Читаем Naked Empire полностью

"I used a ladder pole," he explained. "Cara is on her way."

Kahlan tried to make her way over to him, but her body felt alarmingly unfamiliar to her. She staggered a couple of steps, her legs moving woodenly. She had the urge to get down on her hands and feet to walk. She felt like a stranger inside her own skin. It seemed foreign to have to breathe on her own, to have to look through her own eyes, to have to listen through her own ears. It was a strange, haunting sensation to feel her clothes against her skin.

Richard held out his hand to help steady her. Kahlan thought that as wobbly as she was, she might still be more steady on her feet than Richard.

"We're going to have to fight our way out," he said, "but we'll have some help. I'll get you the first sword I can."

" Richard blew out the flame of the single candle before a tin reflector on a small shelf.

"Richard, I'm not yet used to being. . back inside myself. I don't think I'm ready to go out there. I can hardly walk."

"We don't have a lot of choice. We have to get out. Learn as you go.

I'll help you."

"You can hardly walk yourself."

Cara, at the top of a pole ladder Richard had cut, leaned forward and wriggled in through the small window.

Halfway in, Cara gaped in delighted wonder. "Mother Confessor- Lord Rahl did it."

"You don't need to sound so surprised," Richard griped as he helped the Mord-Sith the rest of the way in.

Cara only briefly took note of the dead man sprawled across the floor before Kahlan threw her arms around the woman.

"You can't imagine how glad I am to see you," Cara said.

"Well, you can't imagine how glad I am to see you through my own eyes."

"If only the trade you made had worked," Cara added in a whisper.

"We'll find another way," Kahlan assured her.

Richard slowly drew the door open a crack and peeked out. He shut the door and turned back.

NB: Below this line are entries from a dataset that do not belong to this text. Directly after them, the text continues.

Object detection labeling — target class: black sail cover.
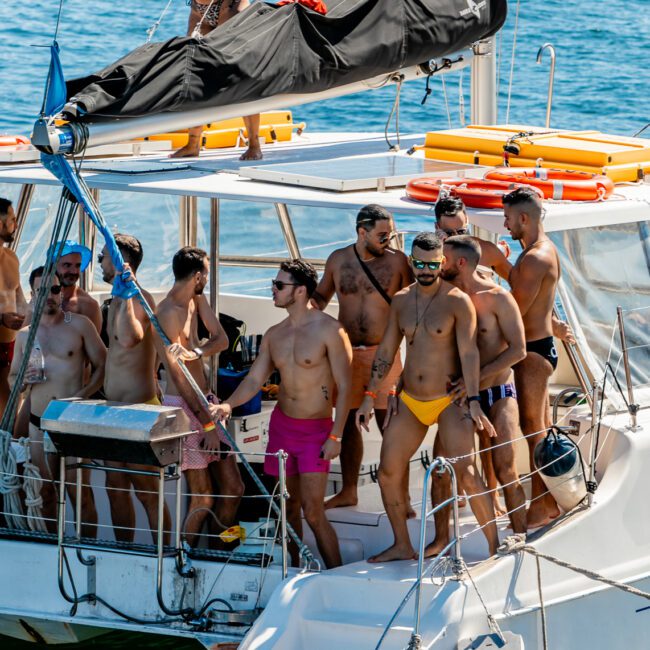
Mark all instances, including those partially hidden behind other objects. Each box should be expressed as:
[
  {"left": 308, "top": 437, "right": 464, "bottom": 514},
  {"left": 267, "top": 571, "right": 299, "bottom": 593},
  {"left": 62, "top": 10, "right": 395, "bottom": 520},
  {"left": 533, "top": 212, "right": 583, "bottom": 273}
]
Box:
[{"left": 67, "top": 0, "right": 507, "bottom": 122}]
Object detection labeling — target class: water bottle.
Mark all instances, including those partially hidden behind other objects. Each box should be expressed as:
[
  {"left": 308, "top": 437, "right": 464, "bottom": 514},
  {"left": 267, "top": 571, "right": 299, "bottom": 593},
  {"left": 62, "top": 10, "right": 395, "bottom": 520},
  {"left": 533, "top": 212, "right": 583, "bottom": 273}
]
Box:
[{"left": 25, "top": 339, "right": 46, "bottom": 384}]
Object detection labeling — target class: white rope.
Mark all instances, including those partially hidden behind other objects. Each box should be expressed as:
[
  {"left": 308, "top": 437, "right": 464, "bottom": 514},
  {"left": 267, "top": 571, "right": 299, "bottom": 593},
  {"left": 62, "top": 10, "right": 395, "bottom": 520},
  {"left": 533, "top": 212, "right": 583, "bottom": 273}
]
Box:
[
  {"left": 0, "top": 429, "right": 28, "bottom": 530},
  {"left": 506, "top": 0, "right": 521, "bottom": 124}
]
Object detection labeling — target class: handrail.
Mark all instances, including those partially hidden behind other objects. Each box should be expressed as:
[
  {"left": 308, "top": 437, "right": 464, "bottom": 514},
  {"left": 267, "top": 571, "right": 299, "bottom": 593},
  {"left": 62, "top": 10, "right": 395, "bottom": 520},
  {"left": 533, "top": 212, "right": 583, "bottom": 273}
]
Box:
[
  {"left": 409, "top": 456, "right": 462, "bottom": 648},
  {"left": 537, "top": 43, "right": 555, "bottom": 129}
]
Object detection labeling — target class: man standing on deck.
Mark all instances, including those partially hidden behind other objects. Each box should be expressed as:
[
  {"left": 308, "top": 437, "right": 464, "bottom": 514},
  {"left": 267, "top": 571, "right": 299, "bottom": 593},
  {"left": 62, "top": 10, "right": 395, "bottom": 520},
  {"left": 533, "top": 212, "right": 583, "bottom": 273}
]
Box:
[
  {"left": 215, "top": 260, "right": 352, "bottom": 568},
  {"left": 154, "top": 246, "right": 244, "bottom": 545},
  {"left": 440, "top": 235, "right": 526, "bottom": 545},
  {"left": 171, "top": 0, "right": 262, "bottom": 160},
  {"left": 357, "top": 232, "right": 498, "bottom": 562},
  {"left": 503, "top": 188, "right": 560, "bottom": 529},
  {"left": 10, "top": 266, "right": 106, "bottom": 537},
  {"left": 98, "top": 234, "right": 171, "bottom": 544},
  {"left": 313, "top": 205, "right": 413, "bottom": 508},
  {"left": 0, "top": 198, "right": 27, "bottom": 417},
  {"left": 56, "top": 239, "right": 102, "bottom": 332}
]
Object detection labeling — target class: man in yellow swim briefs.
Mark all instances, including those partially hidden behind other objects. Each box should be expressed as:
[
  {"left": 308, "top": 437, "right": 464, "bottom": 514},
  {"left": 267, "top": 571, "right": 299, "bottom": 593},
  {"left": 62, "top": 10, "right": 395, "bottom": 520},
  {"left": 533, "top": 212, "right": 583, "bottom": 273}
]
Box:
[{"left": 357, "top": 232, "right": 498, "bottom": 562}]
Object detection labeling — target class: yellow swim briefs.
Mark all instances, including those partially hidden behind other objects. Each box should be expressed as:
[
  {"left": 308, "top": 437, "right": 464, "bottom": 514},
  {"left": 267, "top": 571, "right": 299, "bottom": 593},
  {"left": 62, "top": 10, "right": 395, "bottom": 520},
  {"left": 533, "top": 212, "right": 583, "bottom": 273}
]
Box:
[{"left": 399, "top": 391, "right": 451, "bottom": 427}]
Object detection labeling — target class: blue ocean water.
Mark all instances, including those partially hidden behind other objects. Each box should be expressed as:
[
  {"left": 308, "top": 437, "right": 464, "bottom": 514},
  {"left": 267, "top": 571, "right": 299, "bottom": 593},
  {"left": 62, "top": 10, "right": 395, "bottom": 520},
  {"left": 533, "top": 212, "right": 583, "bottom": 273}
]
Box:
[{"left": 0, "top": 0, "right": 650, "bottom": 650}]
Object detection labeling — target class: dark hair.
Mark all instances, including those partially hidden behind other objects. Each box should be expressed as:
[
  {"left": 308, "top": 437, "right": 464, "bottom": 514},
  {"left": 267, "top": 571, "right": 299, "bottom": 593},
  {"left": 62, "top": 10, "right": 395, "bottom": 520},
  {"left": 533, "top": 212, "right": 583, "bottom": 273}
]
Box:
[
  {"left": 411, "top": 232, "right": 442, "bottom": 252},
  {"left": 29, "top": 266, "right": 45, "bottom": 291},
  {"left": 444, "top": 235, "right": 481, "bottom": 268},
  {"left": 280, "top": 259, "right": 318, "bottom": 298},
  {"left": 115, "top": 233, "right": 144, "bottom": 271},
  {"left": 503, "top": 187, "right": 542, "bottom": 218},
  {"left": 357, "top": 203, "right": 393, "bottom": 232},
  {"left": 172, "top": 246, "right": 208, "bottom": 281},
  {"left": 0, "top": 198, "right": 13, "bottom": 217},
  {"left": 434, "top": 196, "right": 466, "bottom": 223}
]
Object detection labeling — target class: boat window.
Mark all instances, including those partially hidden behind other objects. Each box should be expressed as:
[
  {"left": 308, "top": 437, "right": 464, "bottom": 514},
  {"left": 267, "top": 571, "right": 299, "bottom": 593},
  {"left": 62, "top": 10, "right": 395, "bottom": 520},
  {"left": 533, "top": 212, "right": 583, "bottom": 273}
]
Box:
[
  {"left": 94, "top": 190, "right": 179, "bottom": 291},
  {"left": 16, "top": 185, "right": 69, "bottom": 284},
  {"left": 549, "top": 221, "right": 650, "bottom": 403}
]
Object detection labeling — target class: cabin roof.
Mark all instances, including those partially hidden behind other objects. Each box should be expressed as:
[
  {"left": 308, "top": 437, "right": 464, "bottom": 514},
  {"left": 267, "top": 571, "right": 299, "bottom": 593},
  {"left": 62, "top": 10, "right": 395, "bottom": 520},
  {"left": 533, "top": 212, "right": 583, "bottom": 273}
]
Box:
[{"left": 0, "top": 132, "right": 650, "bottom": 234}]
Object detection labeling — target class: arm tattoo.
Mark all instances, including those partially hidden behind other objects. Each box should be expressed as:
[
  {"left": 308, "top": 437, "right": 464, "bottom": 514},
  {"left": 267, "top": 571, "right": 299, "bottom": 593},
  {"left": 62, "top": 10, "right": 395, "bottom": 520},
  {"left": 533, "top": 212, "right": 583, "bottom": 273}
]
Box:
[{"left": 372, "top": 357, "right": 391, "bottom": 379}]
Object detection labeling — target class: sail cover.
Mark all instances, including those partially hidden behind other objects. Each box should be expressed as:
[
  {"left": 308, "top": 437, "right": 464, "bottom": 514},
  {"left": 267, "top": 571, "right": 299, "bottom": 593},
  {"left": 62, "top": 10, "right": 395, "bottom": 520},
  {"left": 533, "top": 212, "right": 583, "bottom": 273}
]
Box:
[{"left": 67, "top": 0, "right": 507, "bottom": 122}]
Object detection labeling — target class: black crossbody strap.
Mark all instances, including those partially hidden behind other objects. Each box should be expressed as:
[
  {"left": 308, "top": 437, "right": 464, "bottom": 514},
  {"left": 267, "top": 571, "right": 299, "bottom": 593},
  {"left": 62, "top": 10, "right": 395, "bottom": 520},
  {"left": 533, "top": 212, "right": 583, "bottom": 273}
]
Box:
[{"left": 352, "top": 244, "right": 392, "bottom": 305}]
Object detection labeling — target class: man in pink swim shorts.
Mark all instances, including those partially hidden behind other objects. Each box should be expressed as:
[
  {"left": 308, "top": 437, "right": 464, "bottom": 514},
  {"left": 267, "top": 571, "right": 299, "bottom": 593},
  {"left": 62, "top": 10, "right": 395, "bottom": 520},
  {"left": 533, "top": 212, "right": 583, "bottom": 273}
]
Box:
[{"left": 213, "top": 260, "right": 352, "bottom": 568}]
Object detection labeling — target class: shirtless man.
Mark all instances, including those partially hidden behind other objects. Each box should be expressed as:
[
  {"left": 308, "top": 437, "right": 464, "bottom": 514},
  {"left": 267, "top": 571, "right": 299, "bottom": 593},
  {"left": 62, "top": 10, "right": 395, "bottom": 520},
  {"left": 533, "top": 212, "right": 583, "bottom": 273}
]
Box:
[
  {"left": 357, "top": 232, "right": 498, "bottom": 562},
  {"left": 56, "top": 239, "right": 102, "bottom": 332},
  {"left": 0, "top": 198, "right": 27, "bottom": 417},
  {"left": 154, "top": 246, "right": 244, "bottom": 545},
  {"left": 440, "top": 235, "right": 526, "bottom": 543},
  {"left": 435, "top": 196, "right": 512, "bottom": 280},
  {"left": 217, "top": 260, "right": 352, "bottom": 568},
  {"left": 98, "top": 234, "right": 171, "bottom": 544},
  {"left": 10, "top": 266, "right": 106, "bottom": 537},
  {"left": 171, "top": 0, "right": 262, "bottom": 160},
  {"left": 313, "top": 205, "right": 413, "bottom": 508},
  {"left": 503, "top": 188, "right": 560, "bottom": 528}
]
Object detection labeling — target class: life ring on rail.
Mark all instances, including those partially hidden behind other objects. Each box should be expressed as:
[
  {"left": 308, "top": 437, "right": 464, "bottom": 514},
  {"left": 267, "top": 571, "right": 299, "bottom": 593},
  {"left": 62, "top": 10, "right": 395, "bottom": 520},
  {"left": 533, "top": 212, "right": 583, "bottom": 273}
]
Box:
[
  {"left": 484, "top": 167, "right": 614, "bottom": 201},
  {"left": 406, "top": 178, "right": 544, "bottom": 209},
  {"left": 0, "top": 135, "right": 29, "bottom": 147}
]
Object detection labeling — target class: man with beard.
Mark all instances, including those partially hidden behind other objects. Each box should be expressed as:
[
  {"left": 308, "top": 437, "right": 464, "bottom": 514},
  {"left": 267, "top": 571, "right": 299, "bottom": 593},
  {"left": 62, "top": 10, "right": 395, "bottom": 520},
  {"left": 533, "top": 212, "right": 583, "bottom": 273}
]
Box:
[
  {"left": 56, "top": 239, "right": 102, "bottom": 332},
  {"left": 154, "top": 246, "right": 244, "bottom": 545},
  {"left": 313, "top": 205, "right": 413, "bottom": 508},
  {"left": 357, "top": 232, "right": 498, "bottom": 562},
  {"left": 434, "top": 235, "right": 526, "bottom": 544},
  {"left": 10, "top": 266, "right": 106, "bottom": 537},
  {"left": 215, "top": 260, "right": 352, "bottom": 568},
  {"left": 503, "top": 188, "right": 560, "bottom": 528},
  {"left": 0, "top": 198, "right": 27, "bottom": 416},
  {"left": 98, "top": 234, "right": 171, "bottom": 544},
  {"left": 171, "top": 0, "right": 262, "bottom": 160}
]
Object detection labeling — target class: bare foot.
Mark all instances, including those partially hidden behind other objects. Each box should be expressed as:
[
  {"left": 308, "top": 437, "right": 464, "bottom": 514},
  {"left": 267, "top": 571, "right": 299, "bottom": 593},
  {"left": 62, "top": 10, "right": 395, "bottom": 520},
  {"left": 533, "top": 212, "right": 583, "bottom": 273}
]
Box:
[
  {"left": 424, "top": 539, "right": 449, "bottom": 558},
  {"left": 239, "top": 144, "right": 262, "bottom": 160},
  {"left": 368, "top": 544, "right": 417, "bottom": 564},
  {"left": 325, "top": 492, "right": 359, "bottom": 510},
  {"left": 169, "top": 141, "right": 201, "bottom": 158}
]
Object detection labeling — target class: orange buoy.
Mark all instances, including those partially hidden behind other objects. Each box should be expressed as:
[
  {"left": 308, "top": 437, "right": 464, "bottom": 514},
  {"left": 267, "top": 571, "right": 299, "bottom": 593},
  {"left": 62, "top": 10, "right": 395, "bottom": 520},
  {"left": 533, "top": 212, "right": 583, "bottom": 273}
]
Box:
[
  {"left": 406, "top": 178, "right": 543, "bottom": 209},
  {"left": 0, "top": 135, "right": 29, "bottom": 147},
  {"left": 484, "top": 167, "right": 614, "bottom": 201}
]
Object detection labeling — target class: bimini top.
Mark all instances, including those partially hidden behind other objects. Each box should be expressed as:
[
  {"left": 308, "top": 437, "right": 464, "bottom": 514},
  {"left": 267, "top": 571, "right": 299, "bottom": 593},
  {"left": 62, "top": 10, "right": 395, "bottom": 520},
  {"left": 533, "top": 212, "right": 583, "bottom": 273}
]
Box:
[{"left": 62, "top": 0, "right": 507, "bottom": 122}]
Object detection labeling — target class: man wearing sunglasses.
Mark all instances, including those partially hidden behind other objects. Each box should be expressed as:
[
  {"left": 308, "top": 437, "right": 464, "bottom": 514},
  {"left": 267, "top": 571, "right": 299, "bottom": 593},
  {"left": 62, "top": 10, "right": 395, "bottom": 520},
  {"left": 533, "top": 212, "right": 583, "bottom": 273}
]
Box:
[
  {"left": 214, "top": 260, "right": 352, "bottom": 568},
  {"left": 357, "top": 232, "right": 498, "bottom": 562},
  {"left": 435, "top": 196, "right": 512, "bottom": 280},
  {"left": 314, "top": 205, "right": 413, "bottom": 508},
  {"left": 434, "top": 235, "right": 526, "bottom": 546},
  {"left": 10, "top": 266, "right": 106, "bottom": 537}
]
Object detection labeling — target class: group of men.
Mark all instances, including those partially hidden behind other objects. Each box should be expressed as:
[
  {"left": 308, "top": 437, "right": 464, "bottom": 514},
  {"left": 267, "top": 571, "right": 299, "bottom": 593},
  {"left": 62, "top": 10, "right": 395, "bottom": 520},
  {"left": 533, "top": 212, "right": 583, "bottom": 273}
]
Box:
[{"left": 0, "top": 189, "right": 570, "bottom": 567}]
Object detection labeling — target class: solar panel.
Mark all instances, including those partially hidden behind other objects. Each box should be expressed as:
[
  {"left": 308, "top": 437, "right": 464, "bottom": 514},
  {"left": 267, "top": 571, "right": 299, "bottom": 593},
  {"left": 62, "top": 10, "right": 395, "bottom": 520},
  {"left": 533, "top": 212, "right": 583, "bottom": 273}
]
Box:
[{"left": 239, "top": 154, "right": 486, "bottom": 192}]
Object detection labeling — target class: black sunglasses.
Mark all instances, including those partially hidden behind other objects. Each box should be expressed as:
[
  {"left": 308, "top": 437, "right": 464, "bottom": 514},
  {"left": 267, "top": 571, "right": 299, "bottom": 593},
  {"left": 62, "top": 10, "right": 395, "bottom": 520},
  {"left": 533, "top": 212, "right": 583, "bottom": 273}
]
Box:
[{"left": 271, "top": 280, "right": 300, "bottom": 291}]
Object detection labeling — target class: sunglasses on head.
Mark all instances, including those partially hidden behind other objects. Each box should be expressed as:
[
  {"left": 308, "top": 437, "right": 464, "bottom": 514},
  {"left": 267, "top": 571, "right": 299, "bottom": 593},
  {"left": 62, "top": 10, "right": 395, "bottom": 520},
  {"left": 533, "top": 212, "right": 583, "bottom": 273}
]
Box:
[
  {"left": 271, "top": 280, "right": 300, "bottom": 291},
  {"left": 411, "top": 255, "right": 445, "bottom": 271}
]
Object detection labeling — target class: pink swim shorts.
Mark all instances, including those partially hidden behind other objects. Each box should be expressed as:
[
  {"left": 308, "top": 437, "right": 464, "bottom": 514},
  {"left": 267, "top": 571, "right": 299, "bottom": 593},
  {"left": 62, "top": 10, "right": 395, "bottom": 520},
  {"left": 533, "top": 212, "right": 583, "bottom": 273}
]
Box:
[
  {"left": 264, "top": 406, "right": 333, "bottom": 476},
  {"left": 163, "top": 395, "right": 230, "bottom": 472}
]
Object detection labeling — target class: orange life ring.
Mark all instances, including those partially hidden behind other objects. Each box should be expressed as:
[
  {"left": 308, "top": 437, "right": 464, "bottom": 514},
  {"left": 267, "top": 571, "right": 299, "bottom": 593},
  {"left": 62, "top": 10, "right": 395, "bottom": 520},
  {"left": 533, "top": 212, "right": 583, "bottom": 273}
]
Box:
[
  {"left": 0, "top": 135, "right": 29, "bottom": 147},
  {"left": 406, "top": 178, "right": 543, "bottom": 209},
  {"left": 484, "top": 167, "right": 614, "bottom": 201}
]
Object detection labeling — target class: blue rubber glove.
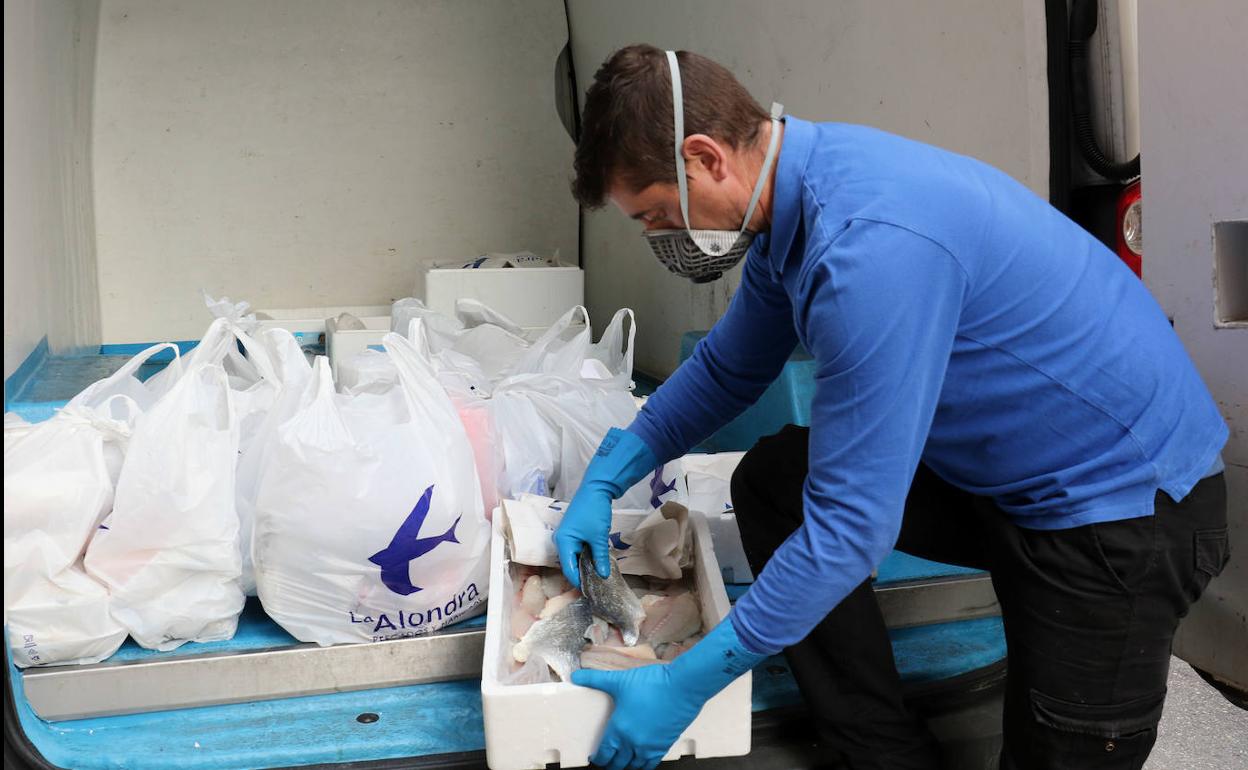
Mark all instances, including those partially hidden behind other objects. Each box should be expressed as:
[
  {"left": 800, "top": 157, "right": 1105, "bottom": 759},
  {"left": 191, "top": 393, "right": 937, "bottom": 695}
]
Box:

"It's clear. Doors to the left and around the balcony are the rooms with the women in them. Stairs to the right are the closest that lead down.

Some of the rooms at the bottom are for officers; others are barracks for soldiers."

Cara nodded. "I'm ready."

Kahlan looked from one to the other. "Ready for what?"

Richard took her by the elbow. "I need you to help me see."

"Help you see? Is it progressing that fast?"

"Just listen. We're going to move along the balcony to the left and open the doors. Do your best to keep the women calm. We're going to break them out of here."

Kahlan was a bit confused by everything-it was completely different from the plans she had been hearing along with Nicholas. She knew she would just have to follow Richard and Cara's lead.

Outside, on the simple wooden balcony, there were no lamps or torches.

The moon was down behind the black sprawl of the mountains. Kahlan's sight when Nicholas had controlled her had been like looking through a greasy pane of wavy glass. The sparkling vault of stars overhead had never looked so beautiful. In that starlight, Kahlan could see simple buildings lined up around the outer wall of the fortification.

Richard and Cara moved along the balcony, opening doors. At each one, Cara quickly ducked inside. Some of the women came out in their nightshirts; some Kahlan could hear inside rushing to get dressed. In some of the rooms, babies cried.

While Cara was in one of the rooms, Richard opened another door. He leaned close to Kahlan and whispered, "Go in and tell the women inside that we've come to help them escape. Tell them that their men have come to get them out. But they must be as quiet as possible, or we'll be caught."

Kahlan rushed in, as best she could on unsteady legs, and woke the young woman in the bed to the right. She sat up, terrified, but silent.

Kahlan reached around and shook the woman in the other bed.

"We've come to help you escape. You mustn't make any noise. Your men are going to help. You have a chance to be free."

"Free?" the first woman asked.

"Yes. It's up to you, but I strongly advise you to take the chance, and to hurry."

The women flew out of their beds and grabbed for clothes.

Richard, Kahlan, and Cara moved farther down the balcony, asking the women who had already come out to help rouse the others. In a matter of a few minutes, hundreds of women were huddled together out on the balcony.

There was no problem keeping them quiet; they were all too familiar with the consequences of causing trouble. They didn't want to do anything to get themselves caught trying to escape. Before long, they had made it all the way around the fortification balcony.

Many of the women had very young babies-ones too young to be taken away. The babies were mostly sound asleep in their mothers' arms, but some of them started to cry. The mothers desperately tried to rock and cuddle them into silence. Kahlan hoped that it was a common enough sound that it wouldn't draw the attention of the soldiers.

"Wait here," Richard whispered to Kahlan. "Keep everyone up here until we get the gate open."